Numba also works on [CUDA](https://developer.nvidia.com/how-to-cuda-python) GPUs using [`@vectorize`](https://numba.pydata.org/numba-doc/latest/user/vectorize.html) or [`@cuda.jit`](https://numba.readthedocs.io/en/stable/cuda/kernels.html).

This is suitable for bigger data sizes (> 1 MB) and high compute intensities.

This adds additional overhead due to moving data to and from GPUs ([memory management](https://numba.pydata.org/numba-doc/dev/cuda/memory.html)).

Similar to our examples in the compiler lesson, we need to specify the types and target in the signature (i.e., the decorator arguments).

Here, the types are specificed slightly differently i.e. output types(input types).

*Note, not all NumPy code will work on the GPU ([supported](https://numba.pydata.org/numba-doc/latest/reference/numpysupported.html)). In the following example, we will need to use the `math` library instead.*

For example:

In [101]:
import math
from numba import vectorize, float32

In [66]:
x = np.arange(1.e7, dtype=np.float32)

In [65]:
@vectorize(['float32(float32)'], target='cuda')
def my_serial_function_for_gpu(x):
    return math.cos(x) ** 2 + math.sin(x) ** 2

In [81]:
# %%timeit
# my_serial_function_for_gpu(x)

Numba also supports generalized ufuncs (covered in the compiler lesson) on the GPU using [`guvectorize`](http://numba.pydata.org/numba-doc/latest/cuda/ufunc.html#generalized-cuda-ufuncs).

### Custom CUDA kernels

Kernel functions are GPU functions called from CPU code.

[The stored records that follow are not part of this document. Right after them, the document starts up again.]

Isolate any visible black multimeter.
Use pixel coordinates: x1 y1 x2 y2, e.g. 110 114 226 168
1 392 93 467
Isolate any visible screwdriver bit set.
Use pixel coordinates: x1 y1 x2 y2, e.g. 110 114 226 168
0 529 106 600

Kernels cannot explicitly return a value. Instead, all result data must be written to an array passed to the function (e.g., called `out`). This array can then be transferred back.

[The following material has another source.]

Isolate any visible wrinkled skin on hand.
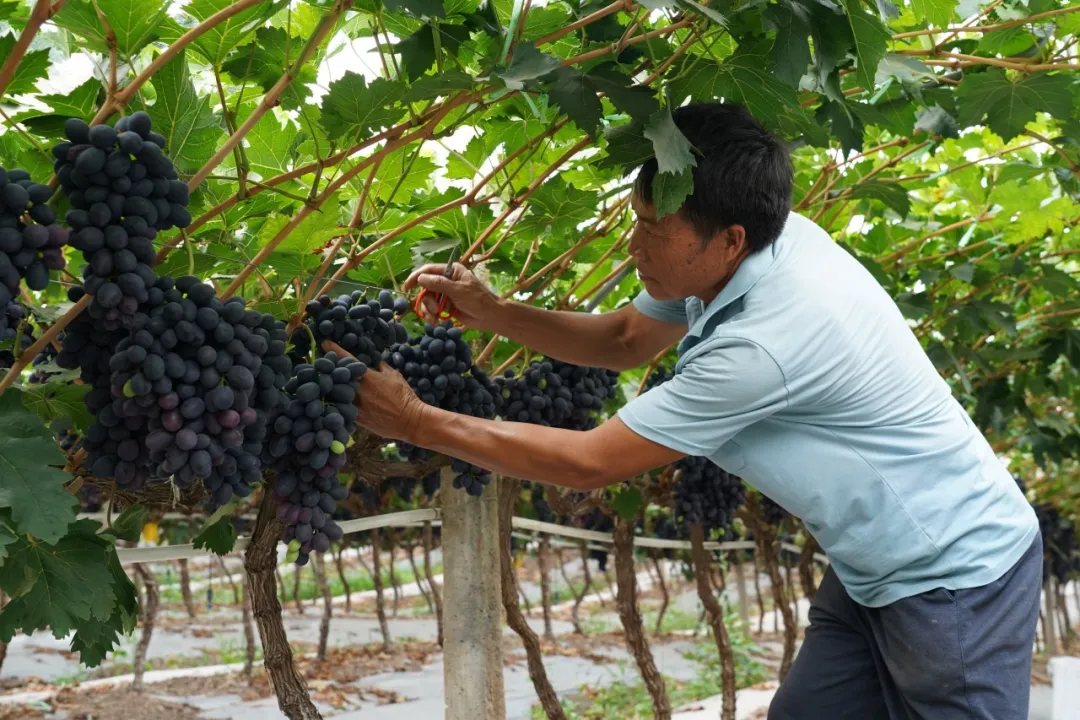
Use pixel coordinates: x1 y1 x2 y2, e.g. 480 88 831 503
355 363 427 445
402 262 501 330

Kernels work over a grid of threads. This grid needs to be defined in terms of the number of blocks in the grid and the number of threads per block. The indices of this grid are used to add values to the `out` array. The indices can be found using `cuda.grid(1)` for a 1D grid.

CUDA kernels are compiled using the `numba.cuda.jit` decorator.

*Note, `numba.cuda.jit` is different to `numba.jit`, which is for CPUs.*

In [82]:
# from numba import cuda

In [83]:
# print(cuda.gpus)

This should return a message similar to: <Managed Device 0>.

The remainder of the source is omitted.